If that be true, then we can only guess how often the big man would have visited the tap - if only to justify his indulgence.
This from a man who apparently, when once confronted by a woman who accused him of being drunk, reportedly fired back: "Yes, Madam, I am. But in the morning I will be sober and you will still be ugly." Ouch.
Fortunately Churchill's watery predicament is hardly the problem of the middle class across the world, who supp whisky with almost infinite gusto today - often on the rocks or with mineral water.
Their insatiable appetite for whisky is underscored by figures released by the Scotch Whisky Association (source: South African Whisky Handbook), which show that Scotland exported 569million bottles of the malt in the first half of 2011.
It might well be that three of those bottles found their way to my booze cabinet last year.
Nonetheless, the trio - Glen Grant's The Major's Reserve, the 10 Year Old and the 16 Year Old - could never claim that they got a cold reception from me.
My curiosity about them saw me spiriting off a double tot from each in the order of their age - first The Major's Reserve, then the 10 Year Old and lastly the 16 Year Old.

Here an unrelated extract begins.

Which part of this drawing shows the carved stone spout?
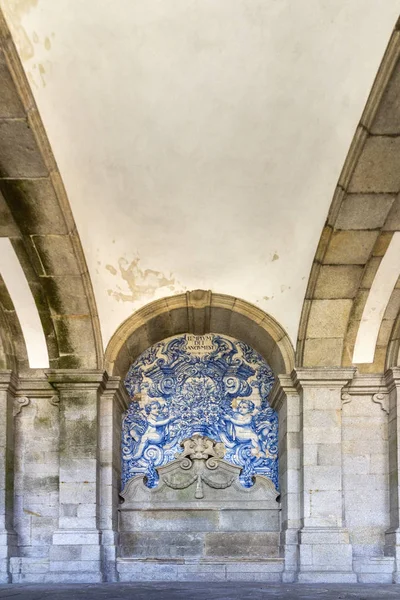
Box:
[158,434,240,499]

Whisky, being a fairly new phenomenon to me, having started drinking it around the early 2000s, I have approached it with a measure of respect. This because of my first experience with it, way back in 1980, when a friend offered me a swig of one near poisonous plonk called Haddington House that he brought from Kimberley.
Thankfully the whiskies imbibed today are a million years ahead of the fossilised HH.

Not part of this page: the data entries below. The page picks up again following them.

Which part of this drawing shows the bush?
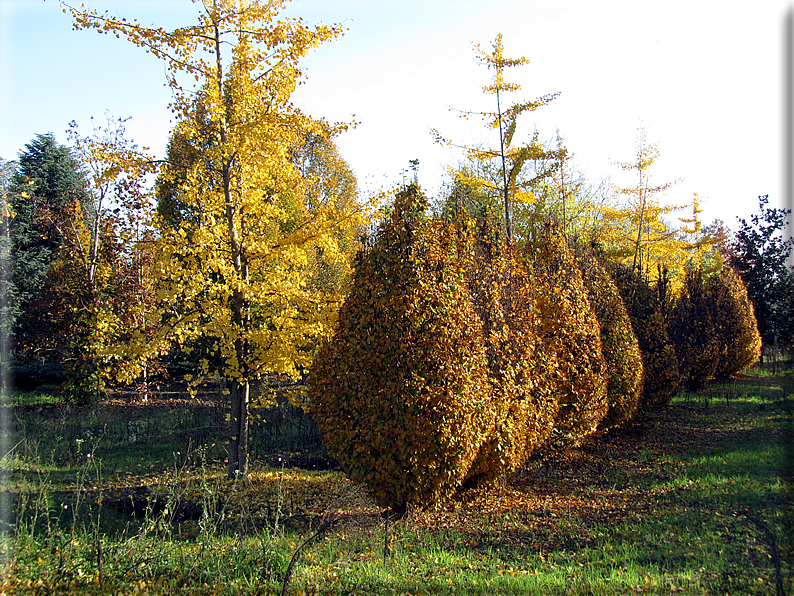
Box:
[708,266,761,378]
[610,265,681,408]
[308,185,493,510]
[668,268,719,389]
[527,225,608,441]
[576,246,643,429]
[458,218,559,483]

As any serious whisky drinker will tell, the art of enjoying the tipple is to familiarise oneself with the different regions that produce it. This, because each region imparts peculiar characteristics in the whisky they produce.
So, Glen Grant being a single-malt whisky from Speyside, I had been forewarned to look out for a whisky that is smooth, a bit sweet and with a dry finish.
That thanks to the masterclass conducted by Glen Grant's master blender, Dennis Malcolm, at the Kream Restaurant in Pretoria last year.
The idea of tasting the three whiskies in one fell swoop is priceless - all because of the opportunity to appreciate the differential nuances of taste, texture and aromas simultaneously.
The Major's Reserve has a lighter gold colour than many whiskies I have seen. It's soft and slightly with undertones of nuttiness while the rich gold 10 Year Old is intense and fruity. The 16 Year Old is the most mellow of the triumvirate, with a richness that comes from the length of maturation in the barrels.
If you don't like heavy, smokey version of the whisky, the Major's Reserve seems the best bet while the 10 Year Old offers both maturity and exuberance of youth.
As grand ol' timer, the 16 Year Old is imbued with superlative finesse that reminds one of old gezzar whose rough edges have been smoothed by time and replaced by wisdom.